The Scale-up route will allow individuals with a highly skilled job offer from a qualifying scale-up, to come to the UK and apply through a fast-track verification process. The Spring Budget 2021, initially stated that this route would be introduced in March 2022 under an ‘elite’ points based system. A ‘Scale-up’ must demonstrate at least a 20% annual average revenue or employment growth rate over a three year period, and have a minimum of 10 employees at the start of this period. The Autumn Budget stipulates that there will be a higher salary threshold of £33,000, which is higher than the £25,600 which ordinarily applies to Skilled Workers. Additionally, applicants will need to pass an English language proficiency requirement. It remains entirely unclear whether the fast-track will eliminate the need for ‘Scale-ups’ to go through the sponsor licence process. As with Skilled Worker migrants, Scale-up migrants will be able to work, switch jobs, switch employers, extend, and settle in the UK if they meet the relevant requirements.

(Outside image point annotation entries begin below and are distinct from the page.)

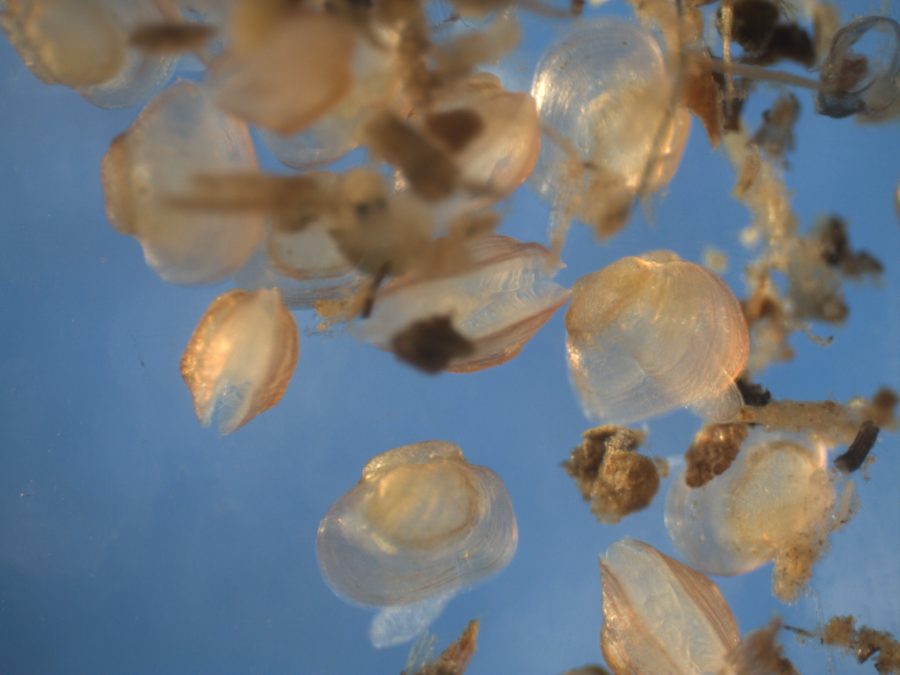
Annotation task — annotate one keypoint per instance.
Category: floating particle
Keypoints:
(497, 300)
(776, 502)
(712, 451)
(611, 474)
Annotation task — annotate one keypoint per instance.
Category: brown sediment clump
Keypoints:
(611, 474)
(712, 452)
(865, 642)
(759, 653)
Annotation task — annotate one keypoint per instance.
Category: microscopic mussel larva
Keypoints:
(420, 525)
(775, 502)
(660, 616)
(652, 333)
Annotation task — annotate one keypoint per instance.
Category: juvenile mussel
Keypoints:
(652, 333)
(421, 525)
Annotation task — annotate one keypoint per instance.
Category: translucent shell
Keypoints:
(292, 77)
(775, 498)
(241, 357)
(498, 301)
(605, 89)
(865, 82)
(82, 44)
(421, 524)
(375, 82)
(180, 134)
(649, 334)
(660, 616)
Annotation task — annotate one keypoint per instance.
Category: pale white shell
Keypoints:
(777, 490)
(83, 44)
(294, 76)
(421, 524)
(605, 89)
(660, 616)
(180, 134)
(498, 301)
(241, 357)
(653, 333)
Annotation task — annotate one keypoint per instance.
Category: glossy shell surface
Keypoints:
(649, 334)
(179, 135)
(660, 616)
(604, 88)
(498, 301)
(241, 357)
(777, 492)
(422, 522)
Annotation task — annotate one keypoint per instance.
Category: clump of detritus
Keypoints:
(759, 653)
(863, 642)
(611, 474)
(454, 660)
(858, 450)
(430, 344)
(588, 670)
(712, 451)
(829, 421)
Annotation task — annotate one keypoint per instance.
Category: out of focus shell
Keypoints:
(422, 522)
(604, 88)
(498, 301)
(653, 333)
(660, 616)
(777, 490)
(180, 134)
(83, 44)
(241, 357)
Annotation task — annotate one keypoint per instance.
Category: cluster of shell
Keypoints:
(403, 250)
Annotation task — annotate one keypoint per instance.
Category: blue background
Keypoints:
(134, 541)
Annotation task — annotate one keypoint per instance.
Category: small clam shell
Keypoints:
(649, 334)
(180, 134)
(241, 357)
(660, 616)
(502, 152)
(375, 82)
(421, 523)
(498, 301)
(605, 89)
(775, 498)
(292, 77)
(82, 44)
(865, 83)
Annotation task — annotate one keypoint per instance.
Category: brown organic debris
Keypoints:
(611, 474)
(455, 128)
(759, 653)
(703, 97)
(836, 251)
(776, 134)
(753, 394)
(170, 38)
(858, 450)
(431, 173)
(865, 642)
(431, 344)
(455, 659)
(713, 450)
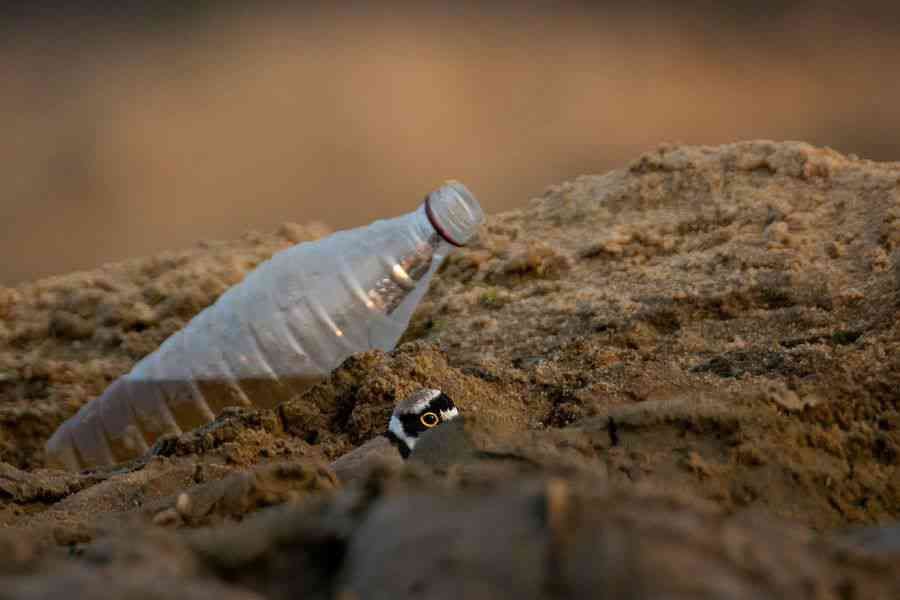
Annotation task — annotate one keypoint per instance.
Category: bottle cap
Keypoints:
(454, 212)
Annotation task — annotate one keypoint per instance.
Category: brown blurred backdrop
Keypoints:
(154, 125)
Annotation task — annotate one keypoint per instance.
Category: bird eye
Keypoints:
(429, 419)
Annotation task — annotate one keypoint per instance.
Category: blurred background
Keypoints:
(131, 127)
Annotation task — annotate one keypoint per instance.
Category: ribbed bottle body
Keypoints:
(291, 321)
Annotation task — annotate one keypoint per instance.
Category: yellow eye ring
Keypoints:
(429, 419)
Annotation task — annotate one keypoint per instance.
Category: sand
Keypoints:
(682, 378)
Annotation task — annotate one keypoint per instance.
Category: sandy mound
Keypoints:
(688, 366)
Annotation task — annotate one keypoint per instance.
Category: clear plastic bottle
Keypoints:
(288, 324)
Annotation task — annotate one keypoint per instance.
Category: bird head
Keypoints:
(423, 410)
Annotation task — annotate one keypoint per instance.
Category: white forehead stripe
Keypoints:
(427, 396)
(396, 427)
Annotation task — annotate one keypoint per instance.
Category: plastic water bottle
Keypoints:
(289, 323)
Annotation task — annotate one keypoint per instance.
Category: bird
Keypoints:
(421, 411)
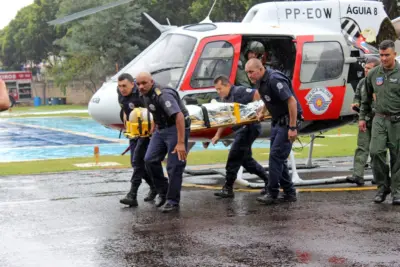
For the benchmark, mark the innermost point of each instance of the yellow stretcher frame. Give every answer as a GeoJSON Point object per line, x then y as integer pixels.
{"type": "Point", "coordinates": [142, 127]}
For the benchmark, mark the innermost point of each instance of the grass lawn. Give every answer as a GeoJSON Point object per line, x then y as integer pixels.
{"type": "Point", "coordinates": [332, 146]}
{"type": "Point", "coordinates": [29, 111]}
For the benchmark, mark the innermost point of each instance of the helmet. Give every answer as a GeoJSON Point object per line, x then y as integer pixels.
{"type": "Point", "coordinates": [255, 47]}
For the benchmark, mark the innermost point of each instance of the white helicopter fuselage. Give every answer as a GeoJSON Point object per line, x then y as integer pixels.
{"type": "Point", "coordinates": [316, 44]}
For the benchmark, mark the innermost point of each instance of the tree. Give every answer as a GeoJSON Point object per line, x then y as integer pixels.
{"type": "Point", "coordinates": [94, 45]}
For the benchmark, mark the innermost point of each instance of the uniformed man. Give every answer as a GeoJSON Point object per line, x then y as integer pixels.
{"type": "Point", "coordinates": [363, 138]}
{"type": "Point", "coordinates": [253, 49]}
{"type": "Point", "coordinates": [4, 98]}
{"type": "Point", "coordinates": [170, 137]}
{"type": "Point", "coordinates": [129, 98]}
{"type": "Point", "coordinates": [278, 96]}
{"type": "Point", "coordinates": [240, 153]}
{"type": "Point", "coordinates": [383, 86]}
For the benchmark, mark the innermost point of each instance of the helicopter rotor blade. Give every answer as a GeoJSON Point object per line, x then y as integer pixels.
{"type": "Point", "coordinates": [87, 12]}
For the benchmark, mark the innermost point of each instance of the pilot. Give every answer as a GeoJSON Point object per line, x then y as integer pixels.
{"type": "Point", "coordinates": [129, 98]}
{"type": "Point", "coordinates": [382, 86]}
{"type": "Point", "coordinates": [364, 138]}
{"type": "Point", "coordinates": [253, 49]}
{"type": "Point", "coordinates": [240, 153]}
{"type": "Point", "coordinates": [170, 137]}
{"type": "Point", "coordinates": [4, 98]}
{"type": "Point", "coordinates": [278, 96]}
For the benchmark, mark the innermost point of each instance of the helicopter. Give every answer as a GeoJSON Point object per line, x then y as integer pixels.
{"type": "Point", "coordinates": [319, 45]}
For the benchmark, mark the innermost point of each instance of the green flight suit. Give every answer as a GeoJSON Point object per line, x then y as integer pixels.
{"type": "Point", "coordinates": [385, 131]}
{"type": "Point", "coordinates": [363, 138]}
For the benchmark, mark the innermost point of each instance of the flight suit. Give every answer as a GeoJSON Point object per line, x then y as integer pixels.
{"type": "Point", "coordinates": [240, 153]}
{"type": "Point", "coordinates": [138, 149]}
{"type": "Point", "coordinates": [363, 138]}
{"type": "Point", "coordinates": [275, 89]}
{"type": "Point", "coordinates": [385, 129]}
{"type": "Point", "coordinates": [164, 103]}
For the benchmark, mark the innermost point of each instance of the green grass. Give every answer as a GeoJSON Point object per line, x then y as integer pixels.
{"type": "Point", "coordinates": [19, 111]}
{"type": "Point", "coordinates": [333, 147]}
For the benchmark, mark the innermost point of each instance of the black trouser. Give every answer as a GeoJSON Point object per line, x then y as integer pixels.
{"type": "Point", "coordinates": [240, 154]}
{"type": "Point", "coordinates": [138, 151]}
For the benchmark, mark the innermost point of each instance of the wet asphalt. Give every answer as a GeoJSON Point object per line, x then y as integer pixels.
{"type": "Point", "coordinates": [75, 219]}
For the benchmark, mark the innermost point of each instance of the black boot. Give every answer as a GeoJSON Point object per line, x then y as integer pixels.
{"type": "Point", "coordinates": [381, 196]}
{"type": "Point", "coordinates": [151, 195]}
{"type": "Point", "coordinates": [131, 198]}
{"type": "Point", "coordinates": [226, 192]}
{"type": "Point", "coordinates": [267, 199]}
{"type": "Point", "coordinates": [355, 180]}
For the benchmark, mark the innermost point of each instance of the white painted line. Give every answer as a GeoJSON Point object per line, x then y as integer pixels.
{"type": "Point", "coordinates": [100, 164]}
{"type": "Point", "coordinates": [338, 135]}
{"type": "Point", "coordinates": [60, 146]}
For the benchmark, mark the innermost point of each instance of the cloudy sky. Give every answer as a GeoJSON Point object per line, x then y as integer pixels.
{"type": "Point", "coordinates": [9, 9]}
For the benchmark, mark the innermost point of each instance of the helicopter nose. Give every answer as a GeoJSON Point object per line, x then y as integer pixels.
{"type": "Point", "coordinates": [103, 106]}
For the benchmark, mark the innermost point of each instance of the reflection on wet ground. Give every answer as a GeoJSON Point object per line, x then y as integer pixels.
{"type": "Point", "coordinates": [75, 219]}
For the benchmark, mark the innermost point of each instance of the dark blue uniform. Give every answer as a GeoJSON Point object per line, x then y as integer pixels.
{"type": "Point", "coordinates": [138, 146]}
{"type": "Point", "coordinates": [240, 153]}
{"type": "Point", "coordinates": [275, 89]}
{"type": "Point", "coordinates": [164, 103]}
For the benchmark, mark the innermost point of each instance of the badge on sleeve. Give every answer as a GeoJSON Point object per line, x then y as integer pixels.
{"type": "Point", "coordinates": [379, 80]}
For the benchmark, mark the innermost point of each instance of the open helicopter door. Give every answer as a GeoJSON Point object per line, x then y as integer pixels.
{"type": "Point", "coordinates": [320, 75]}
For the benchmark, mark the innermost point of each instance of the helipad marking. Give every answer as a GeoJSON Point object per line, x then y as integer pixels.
{"type": "Point", "coordinates": [115, 140]}
{"type": "Point", "coordinates": [333, 189]}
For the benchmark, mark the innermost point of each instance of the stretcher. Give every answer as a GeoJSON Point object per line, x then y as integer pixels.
{"type": "Point", "coordinates": [207, 116]}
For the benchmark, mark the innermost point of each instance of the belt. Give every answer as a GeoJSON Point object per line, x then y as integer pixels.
{"type": "Point", "coordinates": [187, 119]}
{"type": "Point", "coordinates": [386, 115]}
{"type": "Point", "coordinates": [389, 116]}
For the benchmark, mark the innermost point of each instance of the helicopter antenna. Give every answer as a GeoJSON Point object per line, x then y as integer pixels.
{"type": "Point", "coordinates": [207, 19]}
{"type": "Point", "coordinates": [161, 28]}
{"type": "Point", "coordinates": [87, 12]}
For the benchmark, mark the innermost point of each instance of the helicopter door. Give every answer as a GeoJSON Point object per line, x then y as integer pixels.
{"type": "Point", "coordinates": [320, 74]}
{"type": "Point", "coordinates": [214, 56]}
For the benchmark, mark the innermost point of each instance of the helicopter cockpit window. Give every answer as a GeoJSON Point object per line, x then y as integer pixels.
{"type": "Point", "coordinates": [166, 59]}
{"type": "Point", "coordinates": [216, 59]}
{"type": "Point", "coordinates": [322, 61]}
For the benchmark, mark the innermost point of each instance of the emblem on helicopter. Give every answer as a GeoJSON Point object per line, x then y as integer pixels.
{"type": "Point", "coordinates": [318, 100]}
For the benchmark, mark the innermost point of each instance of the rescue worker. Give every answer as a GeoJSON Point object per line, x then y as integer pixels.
{"type": "Point", "coordinates": [240, 153]}
{"type": "Point", "coordinates": [363, 138]}
{"type": "Point", "coordinates": [129, 98]}
{"type": "Point", "coordinates": [276, 91]}
{"type": "Point", "coordinates": [170, 137]}
{"type": "Point", "coordinates": [253, 49]}
{"type": "Point", "coordinates": [4, 98]}
{"type": "Point", "coordinates": [383, 86]}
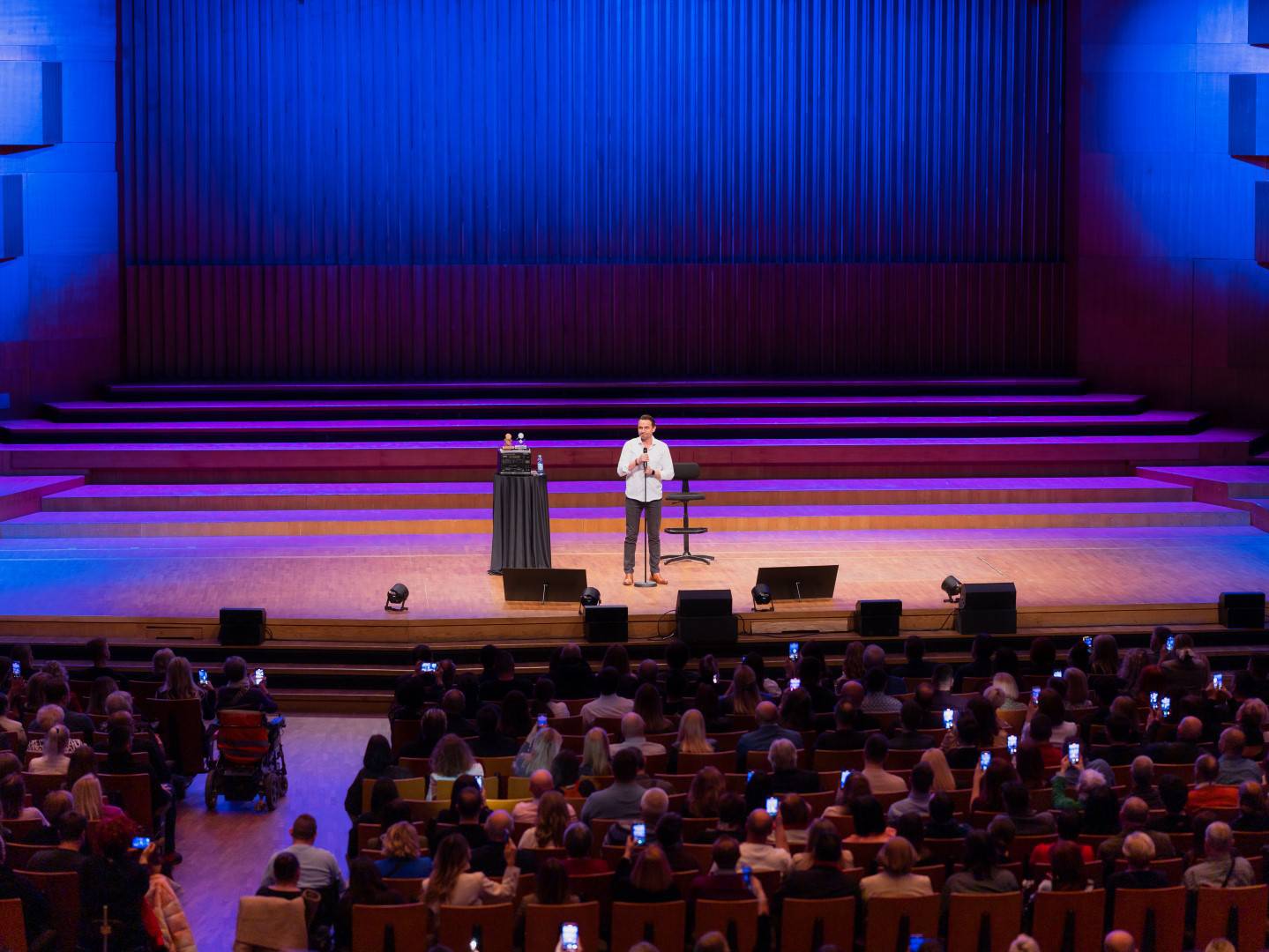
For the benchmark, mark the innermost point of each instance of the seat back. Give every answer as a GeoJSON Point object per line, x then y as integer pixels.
{"type": "Point", "coordinates": [13, 926]}
{"type": "Point", "coordinates": [542, 925]}
{"type": "Point", "coordinates": [63, 890]}
{"type": "Point", "coordinates": [723, 760]}
{"type": "Point", "coordinates": [131, 793]}
{"type": "Point", "coordinates": [493, 925]}
{"type": "Point", "coordinates": [594, 888]}
{"type": "Point", "coordinates": [18, 854]}
{"type": "Point", "coordinates": [1153, 917]}
{"type": "Point", "coordinates": [272, 923]}
{"type": "Point", "coordinates": [970, 913]}
{"type": "Point", "coordinates": [891, 919]}
{"type": "Point", "coordinates": [404, 733]}
{"type": "Point", "coordinates": [1235, 913]}
{"type": "Point", "coordinates": [1173, 868]}
{"type": "Point", "coordinates": [736, 919]}
{"type": "Point", "coordinates": [660, 923]}
{"type": "Point", "coordinates": [370, 926]}
{"type": "Point", "coordinates": [1070, 920]}
{"type": "Point", "coordinates": [181, 725]}
{"type": "Point", "coordinates": [40, 785]}
{"type": "Point", "coordinates": [405, 886]}
{"type": "Point", "coordinates": [810, 923]}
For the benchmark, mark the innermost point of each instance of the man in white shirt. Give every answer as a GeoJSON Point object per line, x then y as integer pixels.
{"type": "Point", "coordinates": [609, 703]}
{"type": "Point", "coordinates": [757, 853]}
{"type": "Point", "coordinates": [645, 465]}
{"type": "Point", "coordinates": [526, 810]}
{"type": "Point", "coordinates": [632, 735]}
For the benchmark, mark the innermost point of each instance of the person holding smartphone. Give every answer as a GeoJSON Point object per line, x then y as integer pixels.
{"type": "Point", "coordinates": [243, 692]}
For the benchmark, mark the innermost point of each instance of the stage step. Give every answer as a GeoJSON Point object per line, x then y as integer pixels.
{"type": "Point", "coordinates": [586, 459]}
{"type": "Point", "coordinates": [610, 518]}
{"type": "Point", "coordinates": [580, 495]}
{"type": "Point", "coordinates": [629, 407]}
{"type": "Point", "coordinates": [608, 428]}
{"type": "Point", "coordinates": [505, 390]}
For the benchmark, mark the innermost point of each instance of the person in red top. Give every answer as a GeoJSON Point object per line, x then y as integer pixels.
{"type": "Point", "coordinates": [1207, 793]}
{"type": "Point", "coordinates": [1067, 832]}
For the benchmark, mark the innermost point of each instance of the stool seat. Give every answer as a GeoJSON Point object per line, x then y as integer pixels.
{"type": "Point", "coordinates": [685, 472]}
{"type": "Point", "coordinates": [684, 497]}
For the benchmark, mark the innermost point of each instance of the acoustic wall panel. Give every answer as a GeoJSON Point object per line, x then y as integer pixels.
{"type": "Point", "coordinates": [592, 187]}
{"type": "Point", "coordinates": [32, 93]}
{"type": "Point", "coordinates": [11, 217]}
{"type": "Point", "coordinates": [1249, 115]}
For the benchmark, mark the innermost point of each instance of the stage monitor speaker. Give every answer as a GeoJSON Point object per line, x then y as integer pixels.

High Potential Individual Route
The High Potential Individual route will allow ‘internationally mobile individuals’ who have graduated from a ‘top global university’ to come to the UK. There is yet to be a list published of these universities, or any indication as to whether it will be limited to graduation in particular subject areas such as STEM subjects. Apparently, other characteristics of ‘high potential’ may also be added. Unlike the Skilled Worker or Scale-up routes, High Potential Individuals will not require a job offer and UK employers will not need a sponsor licence to employ these individuals. Nevertheless, they will be a route to settlement.
Global Business Mobility Route
The Global Business Mobility route appears to amend the Intra Company Route, to consolidate it with the Representative of an Overseas Business route and some of the permitted activities of business visitors. This will accommodate expansion of overseas companies with no UK presence to send multiple workers to the UK; secondment of workers abroad to a UK business with whom they have a high value contract or investment; and to send employees, graduate trainees, and overseas employees to the UK entity of an overseas company. This new hybrid route will likely entail the use of the sponsor management system, which remains in dire need of reform to improve user experience and reduce delay.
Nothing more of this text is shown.